I finished reading Here’s the Story: Surviving Marcia Brady and Finding My True Voice by Maureen McCormick (Amazon has the hardcover marked down to a “bargain-priced” $8-something from $25-something, and doesn’t that seem like that would be the kind of thing you wouldn’t want to know if you were the author, even if you knew it happened to ALL hardcovers?), and I liked it.
Celebrity autobiographies must be very, very difficult to write, because of reader expectations. When I’m reading one, I want to be DISHED some DIRT. I want to hear about other celebrities. I want some behind-the-scenes stuff, and I want to hear some of the personal-life stuff the celebrity didn’t talk about at the time it was happening. I want photos I haven’t already seen in a magazine.
But! Too much dirt and I start feeling uncomfortable, or like the celebrity is so attention-hungry they’ll say anything. Or I start thinking the other celebrities should have had an opportunity to respond to the startling accusations, and that no one should be revealing SOMEONE ELSE’S drug use, affairs, spending habits, etc., especially to enhance their OWN life story. And if I hear too much personal-life stuff, I start rolling my eyes and thinking, “Do you really think we CARE about that, just because we like your acting work?” And sometimes I come away from the whole thing feeling like I’ve gotten to know the celebrity better but wishing I hadn’t.

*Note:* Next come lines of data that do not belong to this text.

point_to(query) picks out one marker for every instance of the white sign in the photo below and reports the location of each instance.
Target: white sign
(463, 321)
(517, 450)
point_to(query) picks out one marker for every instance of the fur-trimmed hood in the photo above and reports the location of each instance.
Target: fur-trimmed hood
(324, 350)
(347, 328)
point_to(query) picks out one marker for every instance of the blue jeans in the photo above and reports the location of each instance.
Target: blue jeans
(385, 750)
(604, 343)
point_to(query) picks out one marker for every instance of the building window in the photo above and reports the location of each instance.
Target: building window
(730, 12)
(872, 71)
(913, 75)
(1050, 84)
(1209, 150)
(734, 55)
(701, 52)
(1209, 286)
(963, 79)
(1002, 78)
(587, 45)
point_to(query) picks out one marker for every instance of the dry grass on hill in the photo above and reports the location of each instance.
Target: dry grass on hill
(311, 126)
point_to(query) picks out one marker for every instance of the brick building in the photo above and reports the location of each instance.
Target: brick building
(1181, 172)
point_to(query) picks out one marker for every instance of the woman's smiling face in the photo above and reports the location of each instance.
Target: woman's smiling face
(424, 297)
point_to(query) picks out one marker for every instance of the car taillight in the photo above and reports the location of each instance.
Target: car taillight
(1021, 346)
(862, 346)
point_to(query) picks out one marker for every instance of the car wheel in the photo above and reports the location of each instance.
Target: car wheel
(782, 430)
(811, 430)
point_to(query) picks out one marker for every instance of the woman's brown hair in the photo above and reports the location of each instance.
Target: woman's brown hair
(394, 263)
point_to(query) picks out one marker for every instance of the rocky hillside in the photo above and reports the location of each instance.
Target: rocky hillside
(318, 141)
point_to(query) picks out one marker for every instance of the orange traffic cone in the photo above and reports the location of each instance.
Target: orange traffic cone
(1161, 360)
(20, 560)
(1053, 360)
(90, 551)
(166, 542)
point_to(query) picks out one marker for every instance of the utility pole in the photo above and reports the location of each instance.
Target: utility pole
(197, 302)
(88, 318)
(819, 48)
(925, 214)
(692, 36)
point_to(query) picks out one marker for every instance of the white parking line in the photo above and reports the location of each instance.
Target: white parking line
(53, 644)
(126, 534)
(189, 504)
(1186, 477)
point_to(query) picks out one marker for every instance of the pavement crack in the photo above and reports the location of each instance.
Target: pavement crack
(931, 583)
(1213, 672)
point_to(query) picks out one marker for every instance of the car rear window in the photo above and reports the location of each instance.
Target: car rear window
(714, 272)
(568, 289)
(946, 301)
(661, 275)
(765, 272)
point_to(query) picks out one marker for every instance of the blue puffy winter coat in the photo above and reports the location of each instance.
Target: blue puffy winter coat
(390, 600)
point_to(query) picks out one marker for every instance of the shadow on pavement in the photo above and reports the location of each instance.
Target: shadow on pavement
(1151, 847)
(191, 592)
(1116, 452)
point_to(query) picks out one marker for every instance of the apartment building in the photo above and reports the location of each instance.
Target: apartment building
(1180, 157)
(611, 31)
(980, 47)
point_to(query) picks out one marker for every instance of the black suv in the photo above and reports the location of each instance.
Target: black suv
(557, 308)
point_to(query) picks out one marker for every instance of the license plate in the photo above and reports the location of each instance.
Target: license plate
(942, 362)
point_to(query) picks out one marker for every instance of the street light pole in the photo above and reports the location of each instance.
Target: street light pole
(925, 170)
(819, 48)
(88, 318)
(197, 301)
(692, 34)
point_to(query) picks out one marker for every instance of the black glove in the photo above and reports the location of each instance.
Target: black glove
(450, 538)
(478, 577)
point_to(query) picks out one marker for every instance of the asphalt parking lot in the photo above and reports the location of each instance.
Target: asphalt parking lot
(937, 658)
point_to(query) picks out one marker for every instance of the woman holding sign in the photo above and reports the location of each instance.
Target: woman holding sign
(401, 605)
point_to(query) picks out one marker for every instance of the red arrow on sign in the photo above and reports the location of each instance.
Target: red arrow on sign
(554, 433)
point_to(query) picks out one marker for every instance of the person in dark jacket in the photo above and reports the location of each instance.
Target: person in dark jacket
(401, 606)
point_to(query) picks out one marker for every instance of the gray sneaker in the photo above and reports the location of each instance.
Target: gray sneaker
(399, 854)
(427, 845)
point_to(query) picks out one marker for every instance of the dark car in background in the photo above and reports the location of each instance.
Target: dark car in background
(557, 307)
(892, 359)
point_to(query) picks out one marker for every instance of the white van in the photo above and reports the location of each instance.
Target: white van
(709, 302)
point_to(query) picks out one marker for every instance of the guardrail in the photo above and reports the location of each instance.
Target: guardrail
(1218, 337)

I don’t think I’d risk that impossible tightrope if I were them, and so I try to be merciful when reading. I think, “Remember, I ASKED for this” and “Well, at least there are TWO photo sections!” (There MUST be at least one photo section. If there are no photos, the book is crap. The end.) and “This is a CELEBRITY AUTOBIOGRAPHY.”
There is a part about halfway through the book where she Finds God (it’s right around the time she gets interested in a Hot Religious Guy), and at first it seems as if the rest of the book will be like that. But it fizzles out, except for the occasional “blessed” or “humbled” or reference to how God gets the credit for keeping her slap-face marriage to Hot Religious Guy from falling apart (he felt he couldn’t divorce her, seems to be the gist of it).

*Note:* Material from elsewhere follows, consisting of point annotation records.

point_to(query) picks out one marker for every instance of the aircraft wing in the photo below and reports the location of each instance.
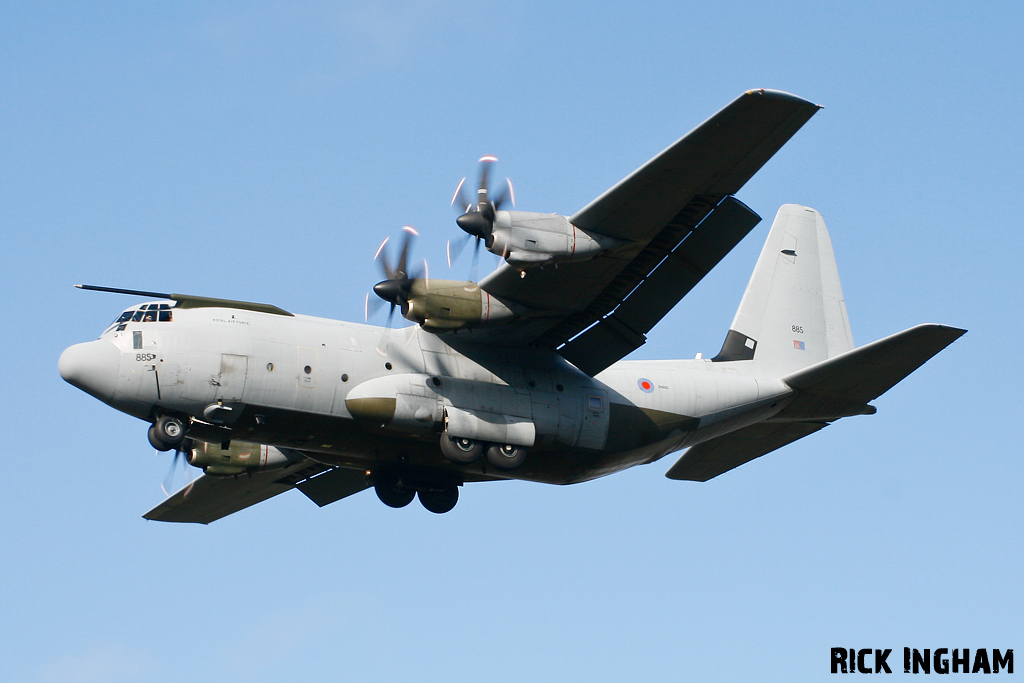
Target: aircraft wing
(208, 499)
(677, 219)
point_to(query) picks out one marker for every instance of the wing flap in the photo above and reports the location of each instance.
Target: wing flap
(209, 499)
(706, 461)
(625, 329)
(334, 485)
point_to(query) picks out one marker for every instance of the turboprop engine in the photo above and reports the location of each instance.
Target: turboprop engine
(525, 239)
(239, 457)
(443, 304)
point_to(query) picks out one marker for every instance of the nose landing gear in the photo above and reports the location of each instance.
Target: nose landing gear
(167, 433)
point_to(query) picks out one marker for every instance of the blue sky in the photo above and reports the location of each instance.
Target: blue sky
(261, 152)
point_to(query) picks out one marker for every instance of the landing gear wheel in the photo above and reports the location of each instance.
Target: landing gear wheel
(441, 500)
(460, 450)
(155, 440)
(506, 456)
(392, 493)
(170, 430)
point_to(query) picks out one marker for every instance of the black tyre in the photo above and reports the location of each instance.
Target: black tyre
(170, 430)
(506, 456)
(156, 441)
(440, 500)
(463, 451)
(392, 493)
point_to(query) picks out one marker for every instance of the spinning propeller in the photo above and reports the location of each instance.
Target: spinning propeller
(478, 217)
(398, 284)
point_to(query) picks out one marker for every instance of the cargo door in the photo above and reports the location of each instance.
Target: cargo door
(594, 424)
(307, 368)
(231, 381)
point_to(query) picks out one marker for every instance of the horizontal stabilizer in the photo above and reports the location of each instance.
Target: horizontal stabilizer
(864, 374)
(708, 460)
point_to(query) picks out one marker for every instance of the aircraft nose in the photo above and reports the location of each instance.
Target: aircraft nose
(91, 367)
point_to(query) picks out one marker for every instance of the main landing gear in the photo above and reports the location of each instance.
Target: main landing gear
(396, 491)
(167, 433)
(465, 451)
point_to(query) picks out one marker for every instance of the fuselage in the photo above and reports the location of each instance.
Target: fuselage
(318, 385)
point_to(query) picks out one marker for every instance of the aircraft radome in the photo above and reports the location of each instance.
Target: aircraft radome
(516, 377)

There are many long sections about the crazy feud she’s having with her brother and father, and it made me feel a little uncomfortable because it seems kind of unfair that she gets to publish her side in a book. Not that I’d be all eager to give them their own chapter for rebuttal, if I were her, and it’s hard to imagine a “their side” that would change anyone’s sympathies.
Keeping all those things in mind, the Maureen McCormick autobiography falls into the Meets or Exceeds Expectations category. There were times when I thought, “I DID want to hear about this, but…perhaps not so many times?” (example: how hot she was for almost every guy she worked with, including the ones much older than her), or when I thought, “Being temporarily famous really does a number on people,” or “Listen, I’m not sure that other celebrity’s highly complimentary quote about you was, um, sincere“—but overall, I was pleased with the dirt/personal level, and I finished the book feeling more fond of Maureen McCormick than when I started reading.
Also, if I ever meet her, I will NOT say “Marcia Marcia Marcia!” to her. Not that I would have anyway. I would have been the sort who would have accidentally drawn embarrassing attention to our age difference by talking about how much I loved her when I was a little, little girl, and then would have made things worse by blurting how sad it was that I hadn’t seen her in anything SINCE then, and then would have completed the triptych by saying sympathetically, “That show must be really embarrassing NOW, right? I mean, the plots! the acting! the singing! the hair-brushing! your PANTS! …But it was the ’70s, I guess. I was really too young to remember it.”